- Ah, senhores, bem vêem que tudo isto é inútil e que o meu pobre pai está louco! - disse Villefort.
- Oh, compreendo! - exclamou de súbito Valentine. - O meu casamento, não é, avô!
- Sim, sim, sim! - repetiu três vezes o paralítico, e os olhos relampejavam-lhe cada vez que abria as pálpebras.
- Estás zangado connosco por causa do casamento, não é?
- É.
- Mas isso é absurdo? - interveio Villefort.
- Perdão, senhor - redarguiu o notário -, mas, pelo contrário, é muito lógico e parece-me encadear-se perfeitamente.
- Não queres que case com o Sr. Franz de Epinay?
- Não, não quero - exprimiu o olhar do velho.
- E deserda a sua neta por ela casar contra a sua vontade? - perguntou o notário.
- Deserdo - respondeu Noirtier.
- Portanto, sem esse casamento ela seria sua herdeira?
- Sim.
Fez-se um profundo silêncio à volta do velho.

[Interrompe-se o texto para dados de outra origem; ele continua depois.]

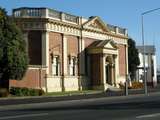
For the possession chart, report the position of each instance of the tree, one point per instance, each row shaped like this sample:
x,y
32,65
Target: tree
x,y
13,53
133,59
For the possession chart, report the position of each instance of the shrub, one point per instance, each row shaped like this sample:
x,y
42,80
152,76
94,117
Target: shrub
x,y
4,92
26,91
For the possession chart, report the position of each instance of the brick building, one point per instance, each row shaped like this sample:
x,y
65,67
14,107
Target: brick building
x,y
69,52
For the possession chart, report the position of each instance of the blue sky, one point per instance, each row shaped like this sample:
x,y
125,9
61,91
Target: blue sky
x,y
124,13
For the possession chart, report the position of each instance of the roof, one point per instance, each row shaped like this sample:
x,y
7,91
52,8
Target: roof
x,y
149,49
102,43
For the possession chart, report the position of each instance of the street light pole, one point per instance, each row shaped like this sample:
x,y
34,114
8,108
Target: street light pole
x,y
143,43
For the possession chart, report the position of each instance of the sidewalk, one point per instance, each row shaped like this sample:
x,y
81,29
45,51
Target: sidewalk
x,y
43,99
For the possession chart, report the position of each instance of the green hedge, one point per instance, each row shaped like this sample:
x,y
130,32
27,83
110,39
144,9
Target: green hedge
x,y
4,92
17,91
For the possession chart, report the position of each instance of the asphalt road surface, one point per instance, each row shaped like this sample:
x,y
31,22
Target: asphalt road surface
x,y
137,107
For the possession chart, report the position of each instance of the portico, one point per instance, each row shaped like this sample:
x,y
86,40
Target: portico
x,y
105,71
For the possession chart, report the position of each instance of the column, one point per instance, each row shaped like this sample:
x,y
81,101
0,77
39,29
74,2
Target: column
x,y
45,50
64,54
25,35
102,71
116,69
82,57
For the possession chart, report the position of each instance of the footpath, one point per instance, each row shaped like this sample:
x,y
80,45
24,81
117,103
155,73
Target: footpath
x,y
91,95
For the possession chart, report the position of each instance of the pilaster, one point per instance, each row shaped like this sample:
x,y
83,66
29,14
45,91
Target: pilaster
x,y
45,50
64,53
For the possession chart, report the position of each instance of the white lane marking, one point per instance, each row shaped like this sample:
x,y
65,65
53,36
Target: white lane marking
x,y
148,115
22,116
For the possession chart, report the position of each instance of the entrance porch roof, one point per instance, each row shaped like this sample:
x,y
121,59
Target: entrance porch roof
x,y
103,46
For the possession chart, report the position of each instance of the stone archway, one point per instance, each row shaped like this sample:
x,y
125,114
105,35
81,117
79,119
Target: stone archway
x,y
110,69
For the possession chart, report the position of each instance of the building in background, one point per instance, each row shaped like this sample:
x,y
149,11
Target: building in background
x,y
150,64
69,52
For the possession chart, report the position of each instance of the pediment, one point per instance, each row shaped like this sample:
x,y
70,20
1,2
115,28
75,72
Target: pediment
x,y
111,45
95,23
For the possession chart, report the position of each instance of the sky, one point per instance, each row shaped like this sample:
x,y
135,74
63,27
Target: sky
x,y
123,13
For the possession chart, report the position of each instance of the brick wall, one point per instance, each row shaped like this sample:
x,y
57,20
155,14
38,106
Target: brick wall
x,y
34,47
34,78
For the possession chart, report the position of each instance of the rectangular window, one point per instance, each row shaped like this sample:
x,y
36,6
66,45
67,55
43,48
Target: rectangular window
x,y
72,66
55,66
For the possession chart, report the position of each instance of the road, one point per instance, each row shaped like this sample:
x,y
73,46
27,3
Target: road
x,y
138,107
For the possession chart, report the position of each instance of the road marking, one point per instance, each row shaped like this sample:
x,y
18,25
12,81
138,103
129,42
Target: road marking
x,y
22,116
148,115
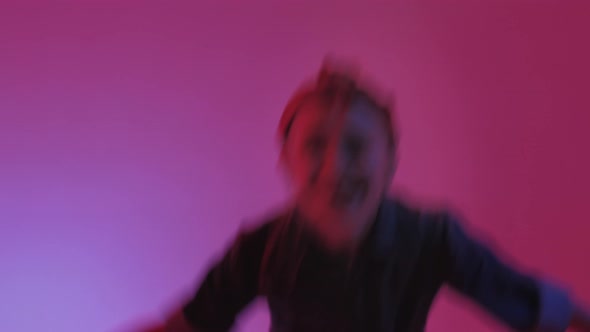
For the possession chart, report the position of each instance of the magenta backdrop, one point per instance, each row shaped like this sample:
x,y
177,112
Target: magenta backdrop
x,y
136,137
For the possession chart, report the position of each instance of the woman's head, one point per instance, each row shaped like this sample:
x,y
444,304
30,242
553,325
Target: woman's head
x,y
338,150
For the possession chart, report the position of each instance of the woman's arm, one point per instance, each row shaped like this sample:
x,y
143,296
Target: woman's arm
x,y
524,302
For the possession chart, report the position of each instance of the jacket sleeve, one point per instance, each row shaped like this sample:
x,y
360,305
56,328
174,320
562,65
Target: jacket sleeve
x,y
523,302
229,286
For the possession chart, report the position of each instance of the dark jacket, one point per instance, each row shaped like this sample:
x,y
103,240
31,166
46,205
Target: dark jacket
x,y
390,285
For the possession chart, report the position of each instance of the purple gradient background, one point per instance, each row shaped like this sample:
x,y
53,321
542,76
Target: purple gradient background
x,y
136,137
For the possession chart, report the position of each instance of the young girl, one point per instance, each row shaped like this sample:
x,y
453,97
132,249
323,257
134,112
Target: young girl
x,y
345,256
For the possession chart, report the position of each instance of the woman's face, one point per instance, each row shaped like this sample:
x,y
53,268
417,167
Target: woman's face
x,y
340,163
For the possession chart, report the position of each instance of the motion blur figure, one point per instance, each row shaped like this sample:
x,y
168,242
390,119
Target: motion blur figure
x,y
347,256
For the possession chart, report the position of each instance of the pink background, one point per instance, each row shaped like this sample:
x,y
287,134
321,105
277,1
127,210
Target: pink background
x,y
136,137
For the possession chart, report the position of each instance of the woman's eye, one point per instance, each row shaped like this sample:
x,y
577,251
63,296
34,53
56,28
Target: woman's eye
x,y
355,147
315,145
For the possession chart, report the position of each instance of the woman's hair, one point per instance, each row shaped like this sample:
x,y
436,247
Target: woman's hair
x,y
337,84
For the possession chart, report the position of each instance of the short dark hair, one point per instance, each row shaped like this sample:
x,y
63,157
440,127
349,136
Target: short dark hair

Os dois notários consultavam-se; Valentine, com as mãos juntas, fitava o avô com um sorriso reconhecido; Villefort mordia os lábios delgados e a Sr.ª de Villefort não conseguia reprimir um sentimento de prazer, que, malgrado seu, se lhe reflectia na cara.
- Mas - disse por fim Villefort, o primeiro a quebrar o silêncio - parece-me que sou o único juiz das vantagens que militam a favor da dessa união. Único senhor da mão da minha filha, quero que ela case com o Sr. Franz de Epinay e casará!
Valentine caiu, chorando, numa cadeira.
- Senhor - prosseguiu o notário, dirigindo-se ao velho que tenciona fazer da sua fortuna no caso de Mademoiselle Valentine casar com o Sr. Franz?
O velho permaneceu imóvel.
- Tenciona dispor dela?
- Tenciono - respondeu Noirtier.
- A favor de alguém da sua família?
- Não.
- A favor dos pobres, então?
- Sim.
- Mas - observou o notário - sabe que a lei se opõe a que despoje inteiramente o seu filho?
- Sei.
- Só disporá portanto da parte que a lei o autoriza a dispor.
Noirtier ficou imóvel.
- Continua a querer dispor de tudo?
- Continuo.
- Mas depois da sua morte contestarão o testamento!
- Não.
- O meu pai conhece-me, senhor - interveio Villefort -, e sabe que a sua vontade será sagrada para mim. De resto, compreende que na minha posição não posso pleitear contra os pobres.
O olhar de Noirtier exprimiu triunfo.
- Que decide, senhor? - perguntou o notário a Villefort.
- Nada, senhor. Trata-se de uma resolução firme no espírito do meu pai e sei que o meu pai não muda de resolução. Resigno-me portanto. Esses novecentos mil francos sairão da família para ir enriquecer os hospitais; mas não cederei a um capricho de velho e fá-lo-ei de acordo com a minha consciência.